A few days ago, my friend told me that, as a UCLA student, we have unlimited Google Drive storage. As a regular Google drive user, I only get 15 GB of storage, which is not enough for me. So I began the process of deleting old files and moving ones I wanted to keep to my UCLA Google Drive.
In the process of switching over, I stumbled upon an old personal statement of mine. Reading it was a very nostalgic experience. I laughed at my high school self; the topic was pretentious and I’ve grown a long way as a writer. But the message and the heart of it still resonates with me today and I’m honestly glad that this part of me hasn’t changed. Without further adieu, here’s a bit about me and my relationship with the Internet.
The world I come from is hosted online. I grew up in a society where we can’t help but obsess over our smartphones and laptops every waking minute; a society where companies like Google want to provide Third World countries with access to the Internet before necessities like food and water. The Internet is so much a part of our culture that I’d be a drastically different person today without it. My second home online has helped me foster my interests and develop entirely new ones.
If it weren’t for the advent of the World Wide Web, I wouldn’t love half the things that define who I am. The Internet is my number one tool for discovery and helps me find troves of diamonds in the rough. My eclectic tastes in music, ranging from indie-pop to heavy metal to the spoken word and back, can be attributed to the many music sharing sites available online. When my mom brought home a dusty old keyboard for my grandmother one day, I erroneously searched “teach myself piano” to master the instrument and create renditions of my favorite songs. My eager first attempts were failures, though they only made me push myself harder, teach myself the basics, and learn not to butcher the works of my musical idols. Though I’m not a concert pianist, I wouldn’t even be able to play “Mary Had a Little Lamb” today without the internet and its infinite supply of knowledge only a click away.
My own lifelong interests only expanded the deeper I entrenched myself into the cyber world. Reading has always been a great love of mine and I’ve never begrudged the activity for taking up hours of my childhood. I reveled in consuming the stories great writers before me had written, so it isn’t a surprise that I took to the romantic idea of being a writer in my early teen years. The tacky, bad poetry I started off with eventually developed into short stories and not-so-bad poetry as I exposed myself to the classics and lesser-known works online. This inspiration led me to take my biggest step into the literary world; taking on the task of penning my first novel, Watching Rian Keller, as part of National Novel Writing Month. The Internet connected me to the NaNoWriMo community where I made lifelong friends with other aspiring writers, who encouraged me through the grueling process of crafting a novel. The entire experience of NaNoWriMo, of completing my magnum opus, left me feeling more content and proud of myself than ever.

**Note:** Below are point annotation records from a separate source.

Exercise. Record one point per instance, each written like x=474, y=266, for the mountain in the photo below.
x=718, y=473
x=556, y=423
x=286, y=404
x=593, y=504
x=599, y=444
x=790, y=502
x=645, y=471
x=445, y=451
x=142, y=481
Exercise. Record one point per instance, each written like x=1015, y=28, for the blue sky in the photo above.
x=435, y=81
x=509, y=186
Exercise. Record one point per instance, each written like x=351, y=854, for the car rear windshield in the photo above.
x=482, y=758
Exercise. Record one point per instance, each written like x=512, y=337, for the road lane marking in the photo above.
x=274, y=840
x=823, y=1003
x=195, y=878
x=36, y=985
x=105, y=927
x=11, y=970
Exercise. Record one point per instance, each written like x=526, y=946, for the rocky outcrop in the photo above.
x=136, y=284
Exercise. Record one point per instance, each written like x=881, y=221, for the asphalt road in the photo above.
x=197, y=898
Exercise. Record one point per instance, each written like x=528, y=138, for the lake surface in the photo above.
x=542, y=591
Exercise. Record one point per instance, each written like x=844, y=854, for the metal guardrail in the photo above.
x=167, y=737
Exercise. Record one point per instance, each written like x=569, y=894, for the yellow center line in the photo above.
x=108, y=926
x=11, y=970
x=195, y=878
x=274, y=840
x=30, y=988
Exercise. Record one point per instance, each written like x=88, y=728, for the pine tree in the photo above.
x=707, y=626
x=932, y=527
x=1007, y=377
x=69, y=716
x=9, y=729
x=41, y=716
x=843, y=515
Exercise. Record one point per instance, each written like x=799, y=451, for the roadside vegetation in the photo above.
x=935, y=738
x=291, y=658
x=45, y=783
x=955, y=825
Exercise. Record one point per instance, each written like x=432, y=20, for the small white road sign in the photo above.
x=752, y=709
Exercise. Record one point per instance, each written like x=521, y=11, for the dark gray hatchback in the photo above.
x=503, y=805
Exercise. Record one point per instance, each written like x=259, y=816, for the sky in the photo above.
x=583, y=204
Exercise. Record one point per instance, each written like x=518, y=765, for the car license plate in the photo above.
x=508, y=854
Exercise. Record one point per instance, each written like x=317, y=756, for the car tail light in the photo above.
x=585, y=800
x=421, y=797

But of course, I’m not viewing my screen through rosy-eyed glasses. I know the Internet isn’t all success stories and warm feelings. My world taught me that there will always be those who still stop at nothing to hurt you, discourage you, and bring you down. My novel and other works took a great deal of hate from flamers and trolls when I published them online for some reviews. Although the majority of comments were endearing and supportive, some sought to weaken my morale. By weathering these comments and taking them in stride, I’ve come to realize that although my home away from home isn’t perfect, I wouldn’t give it up for anything. The Internet helped me mature and grow into the determined individual I am today, one prepared for a world away from the keyboard.